Hiring to Solve a Problem vs. Hiring to Build a Team

We all hire people. Unfortunately, statistically, we’re quite bad at it. Between high failure rates of the position and overall cost of poor personnel fits, the impact to clients of inadequate hiring is one of the highest undocumented expenses most companies face. The question I keep asking myself is, how can we get better at this?

While there are great methods available to better hire for specific roles, I’ve found that the key is to realistically define what you are trying to do. When talking with managers who want to hire someone, my first question is almost always, “What are you trying to solve with this position?” The answer to this is harder than you may think.

Hiring needs for long-term success

Imagine that you’re a support manager for a software company. Let’s say you just lost one of your best people- we’ll call him Bill- who left to take another job elsewhere. Bill is an easy-going guy who has been with the organization for 10 years. As the manager, you quickly want to hire a replacement as Bill handled a lot of Support tickets and was a key member of the team.

What would the hiring manager in this example respond to the question I posted up above? Typically, the answer I get is, “I need another Bill.” Keep in mind that Bill just left after 10 years and took his knowledge of the product, the company and the client base with him. Hiring another Bill is practically impossible.

Hire to obtain tremendous impact

Although merely hiring a new person seems reasonable, it’s actually very hard if Bill was your benchmark.

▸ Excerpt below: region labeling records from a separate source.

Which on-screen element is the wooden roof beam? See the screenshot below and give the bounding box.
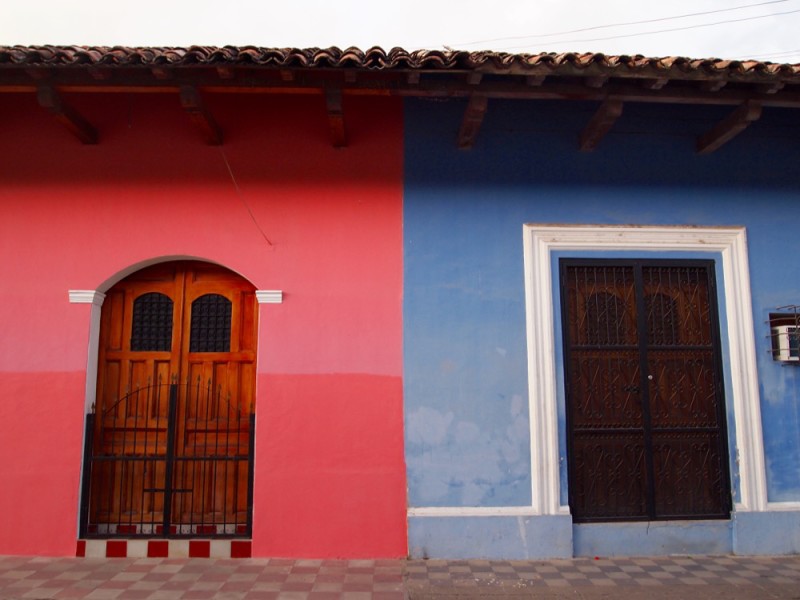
[700,79,728,92]
[578,98,622,152]
[642,79,669,90]
[458,94,489,150]
[150,67,175,81]
[696,100,761,154]
[325,88,347,148]
[217,67,236,80]
[36,85,97,144]
[180,85,222,146]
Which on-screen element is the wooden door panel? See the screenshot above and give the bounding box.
[570,431,647,520]
[561,259,730,521]
[90,261,257,531]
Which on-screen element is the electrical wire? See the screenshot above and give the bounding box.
[494,9,800,49]
[219,148,273,246]
[453,0,797,48]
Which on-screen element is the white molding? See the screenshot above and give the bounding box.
[767,502,800,512]
[523,224,767,514]
[67,290,106,306]
[256,290,283,304]
[407,506,537,517]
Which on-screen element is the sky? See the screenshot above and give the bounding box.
[0,0,800,63]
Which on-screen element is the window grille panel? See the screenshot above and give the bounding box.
[131,292,172,352]
[189,294,231,352]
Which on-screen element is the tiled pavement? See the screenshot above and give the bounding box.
[0,556,800,600]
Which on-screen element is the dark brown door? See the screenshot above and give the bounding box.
[88,261,257,535]
[560,259,730,522]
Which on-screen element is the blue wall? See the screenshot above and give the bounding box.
[404,100,800,516]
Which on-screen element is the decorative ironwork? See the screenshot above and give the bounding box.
[131,292,172,352]
[561,259,730,521]
[189,294,231,352]
[80,381,255,537]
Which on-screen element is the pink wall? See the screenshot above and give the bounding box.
[0,94,407,557]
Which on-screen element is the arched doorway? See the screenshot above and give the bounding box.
[81,261,258,537]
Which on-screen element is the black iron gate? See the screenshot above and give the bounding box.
[560,259,731,521]
[80,381,255,538]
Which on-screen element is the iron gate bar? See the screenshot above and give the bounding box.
[559,258,731,522]
[79,381,255,537]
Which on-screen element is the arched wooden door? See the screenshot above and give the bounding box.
[82,261,257,536]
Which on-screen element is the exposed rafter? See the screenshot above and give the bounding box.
[696,101,761,154]
[325,88,347,148]
[579,98,622,152]
[458,94,489,149]
[180,85,222,146]
[37,85,97,144]
[642,78,669,90]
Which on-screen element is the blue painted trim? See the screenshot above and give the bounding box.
[408,515,572,560]
[573,521,732,556]
[733,511,800,555]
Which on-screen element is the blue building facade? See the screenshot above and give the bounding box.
[404,99,800,558]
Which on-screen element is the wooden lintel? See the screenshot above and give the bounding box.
[583,77,608,88]
[36,85,97,144]
[325,88,347,148]
[579,98,622,152]
[217,67,236,80]
[642,79,669,90]
[696,100,761,154]
[700,79,728,92]
[150,67,175,81]
[180,85,222,146]
[458,94,489,150]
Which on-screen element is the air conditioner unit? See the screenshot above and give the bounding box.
[772,325,800,362]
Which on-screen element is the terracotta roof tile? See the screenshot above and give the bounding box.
[0,46,800,83]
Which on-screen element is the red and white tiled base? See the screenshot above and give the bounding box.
[75,540,252,558]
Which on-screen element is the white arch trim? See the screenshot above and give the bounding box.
[68,286,283,413]
[523,224,767,514]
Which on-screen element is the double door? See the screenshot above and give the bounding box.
[560,259,731,522]
[82,261,257,536]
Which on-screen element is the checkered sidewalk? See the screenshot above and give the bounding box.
[405,556,800,598]
[0,556,800,600]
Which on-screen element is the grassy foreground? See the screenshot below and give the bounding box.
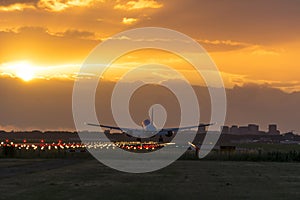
[0,159,300,199]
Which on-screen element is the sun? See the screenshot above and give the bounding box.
[13,62,35,82]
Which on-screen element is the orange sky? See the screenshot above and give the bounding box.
[0,0,300,130]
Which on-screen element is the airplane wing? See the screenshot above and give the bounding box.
[86,123,141,132]
[160,124,214,132]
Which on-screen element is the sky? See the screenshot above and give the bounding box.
[0,0,300,132]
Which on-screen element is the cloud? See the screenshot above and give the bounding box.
[122,17,138,25]
[114,0,163,10]
[37,0,103,12]
[0,77,300,131]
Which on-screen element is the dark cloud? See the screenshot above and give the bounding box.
[62,29,95,39]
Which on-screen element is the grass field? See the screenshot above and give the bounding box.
[0,159,300,199]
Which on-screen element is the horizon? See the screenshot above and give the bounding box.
[0,0,300,134]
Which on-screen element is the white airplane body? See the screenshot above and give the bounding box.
[87,109,213,138]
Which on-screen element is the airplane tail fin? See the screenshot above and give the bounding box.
[150,107,154,124]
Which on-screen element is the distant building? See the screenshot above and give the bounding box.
[248,124,259,135]
[268,124,280,135]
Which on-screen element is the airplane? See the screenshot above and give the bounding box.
[86,108,214,138]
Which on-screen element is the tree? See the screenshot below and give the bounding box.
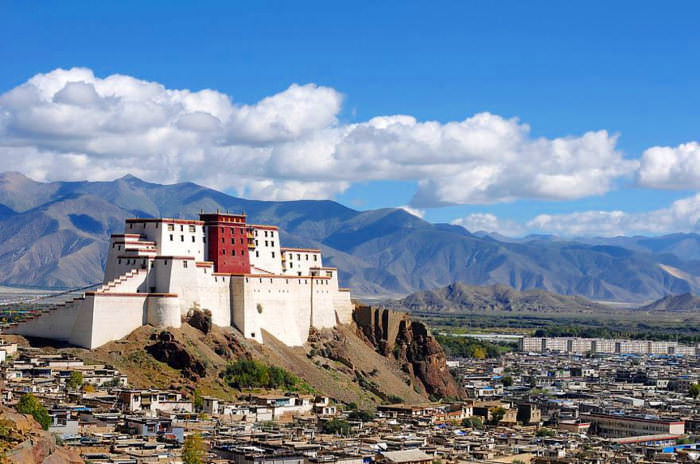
[192,390,204,411]
[321,419,350,435]
[348,410,374,422]
[15,393,51,430]
[462,416,484,430]
[182,433,206,464]
[474,346,486,359]
[66,371,83,390]
[491,406,506,425]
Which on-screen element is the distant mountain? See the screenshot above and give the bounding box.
[396,283,610,313]
[0,173,700,302]
[639,293,700,312]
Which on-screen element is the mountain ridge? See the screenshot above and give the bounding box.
[0,173,700,303]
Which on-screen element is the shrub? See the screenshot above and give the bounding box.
[222,359,301,390]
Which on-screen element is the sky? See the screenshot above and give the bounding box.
[0,1,700,236]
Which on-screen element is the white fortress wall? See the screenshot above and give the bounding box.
[6,299,87,342]
[311,277,337,329]
[281,248,323,276]
[233,276,312,346]
[77,293,180,349]
[249,225,282,275]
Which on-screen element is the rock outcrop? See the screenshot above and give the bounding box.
[353,306,464,398]
[146,330,207,380]
[0,406,84,464]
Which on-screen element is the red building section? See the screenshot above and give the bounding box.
[199,213,250,274]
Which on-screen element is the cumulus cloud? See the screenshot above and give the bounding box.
[452,213,526,237]
[637,142,700,190]
[399,205,425,218]
[0,68,637,204]
[453,193,700,237]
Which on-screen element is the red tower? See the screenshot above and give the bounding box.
[199,213,250,274]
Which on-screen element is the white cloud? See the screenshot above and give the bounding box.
[453,193,700,237]
[452,213,526,237]
[637,142,700,190]
[527,194,700,237]
[399,205,425,219]
[0,68,637,204]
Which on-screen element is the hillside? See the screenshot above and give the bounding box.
[9,310,459,408]
[639,293,700,312]
[0,173,700,302]
[395,283,610,313]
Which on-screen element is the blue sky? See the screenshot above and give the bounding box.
[0,1,700,235]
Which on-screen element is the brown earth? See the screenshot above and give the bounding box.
[9,308,458,408]
[353,306,465,398]
[0,405,83,464]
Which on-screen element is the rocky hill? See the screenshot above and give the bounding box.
[0,405,83,464]
[0,173,700,302]
[14,313,459,409]
[395,283,610,313]
[639,293,700,312]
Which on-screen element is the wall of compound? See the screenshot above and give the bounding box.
[231,276,312,346]
[151,259,231,327]
[6,300,86,342]
[249,226,282,274]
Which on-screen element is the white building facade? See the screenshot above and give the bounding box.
[8,213,353,348]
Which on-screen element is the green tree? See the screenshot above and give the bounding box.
[321,419,350,435]
[15,393,51,430]
[192,390,204,411]
[348,411,374,422]
[182,433,206,464]
[66,371,83,390]
[491,406,506,425]
[462,416,484,430]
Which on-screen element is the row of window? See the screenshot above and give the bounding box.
[287,253,318,261]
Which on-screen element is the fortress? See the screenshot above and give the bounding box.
[7,212,353,349]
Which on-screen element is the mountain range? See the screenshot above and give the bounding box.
[0,172,700,302]
[395,283,611,313]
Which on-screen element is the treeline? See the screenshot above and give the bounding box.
[534,324,700,344]
[220,359,310,391]
[435,334,517,359]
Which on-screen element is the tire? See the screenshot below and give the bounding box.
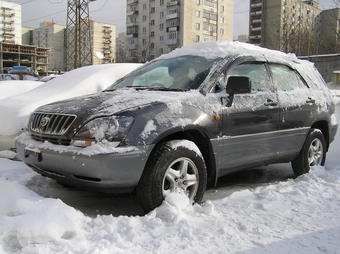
[292,129,327,176]
[136,140,207,213]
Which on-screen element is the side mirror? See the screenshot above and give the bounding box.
[226,76,251,94]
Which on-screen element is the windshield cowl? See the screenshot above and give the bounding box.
[105,55,221,91]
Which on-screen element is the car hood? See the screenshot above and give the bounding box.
[36,88,211,120]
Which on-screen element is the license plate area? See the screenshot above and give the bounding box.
[24,147,42,162]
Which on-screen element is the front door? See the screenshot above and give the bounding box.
[220,62,280,174]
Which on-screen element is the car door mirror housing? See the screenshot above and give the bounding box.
[227,76,251,94]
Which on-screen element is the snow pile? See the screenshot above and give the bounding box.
[0,64,141,136]
[0,80,45,100]
[0,159,340,253]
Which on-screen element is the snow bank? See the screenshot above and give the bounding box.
[0,63,141,136]
[0,80,45,100]
[0,159,340,253]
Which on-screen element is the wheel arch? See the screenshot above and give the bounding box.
[150,129,216,185]
[311,121,329,151]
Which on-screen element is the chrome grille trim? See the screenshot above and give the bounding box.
[30,112,76,135]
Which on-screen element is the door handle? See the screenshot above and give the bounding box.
[306,97,315,104]
[264,99,278,106]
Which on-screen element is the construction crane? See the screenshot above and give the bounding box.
[66,0,95,71]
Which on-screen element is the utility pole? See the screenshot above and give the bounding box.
[65,0,95,71]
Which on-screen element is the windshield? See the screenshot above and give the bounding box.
[105,56,220,91]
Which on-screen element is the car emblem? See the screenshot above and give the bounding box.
[40,116,50,127]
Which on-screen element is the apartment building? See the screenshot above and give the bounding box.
[115,33,127,63]
[126,0,234,62]
[0,0,21,44]
[90,21,116,64]
[318,8,340,53]
[249,0,322,55]
[22,22,66,72]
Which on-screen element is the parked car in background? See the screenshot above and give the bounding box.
[0,80,44,100]
[39,74,60,82]
[16,41,338,212]
[0,64,141,151]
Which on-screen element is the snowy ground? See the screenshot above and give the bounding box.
[0,96,340,254]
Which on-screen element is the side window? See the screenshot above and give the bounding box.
[227,63,270,91]
[132,67,172,87]
[270,64,307,91]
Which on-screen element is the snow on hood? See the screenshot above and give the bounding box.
[0,64,141,136]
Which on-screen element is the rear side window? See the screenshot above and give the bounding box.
[270,64,307,91]
[227,63,270,91]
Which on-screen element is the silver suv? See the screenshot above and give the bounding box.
[16,42,338,212]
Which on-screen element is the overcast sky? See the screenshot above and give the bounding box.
[7,0,334,38]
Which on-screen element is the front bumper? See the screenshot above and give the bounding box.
[16,138,153,194]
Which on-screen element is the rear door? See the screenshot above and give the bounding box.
[221,62,279,174]
[269,64,317,159]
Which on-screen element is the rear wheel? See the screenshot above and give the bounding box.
[137,140,207,212]
[292,129,327,176]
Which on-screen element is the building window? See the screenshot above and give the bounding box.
[203,11,217,21]
[166,19,179,27]
[167,8,178,15]
[168,32,177,40]
[203,0,217,9]
[203,23,217,33]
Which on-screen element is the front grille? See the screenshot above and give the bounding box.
[30,113,76,136]
[31,133,71,146]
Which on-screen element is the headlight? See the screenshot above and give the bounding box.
[72,116,134,146]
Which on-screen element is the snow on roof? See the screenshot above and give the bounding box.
[158,41,298,61]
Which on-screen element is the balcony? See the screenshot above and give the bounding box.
[1,11,14,17]
[249,35,261,40]
[250,27,261,32]
[126,21,138,27]
[126,11,138,16]
[250,3,262,8]
[166,12,180,19]
[126,33,138,38]
[127,0,138,5]
[250,19,262,24]
[166,39,179,45]
[126,43,138,50]
[166,26,179,32]
[166,1,180,7]
[250,11,262,16]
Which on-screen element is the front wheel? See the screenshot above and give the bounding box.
[137,140,207,212]
[292,129,327,176]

Let’s break it down: Bill stayed with the company for 10 years, so he was most likely not the same Bill in his first year, as he was in his later years.

My assumption is that you don’t want Bill in years one to two as he was in the midst of learning the company’s complex products and finding effective ways to work more efficiently. You also probably don’t want Bill in years nine to ten as he may have been disenfranchised as he was looking to leave.

What you want is a Bill in his prime; an eager performer, progressively getting better, wanting to learn but already knowing enough to have an immediate impact. In other words, you want to hire a person that is going to have an anticipated three years of specific training and who is able to fit in with the team. A tough job, and you will likely not know you have a “Bill” until year three.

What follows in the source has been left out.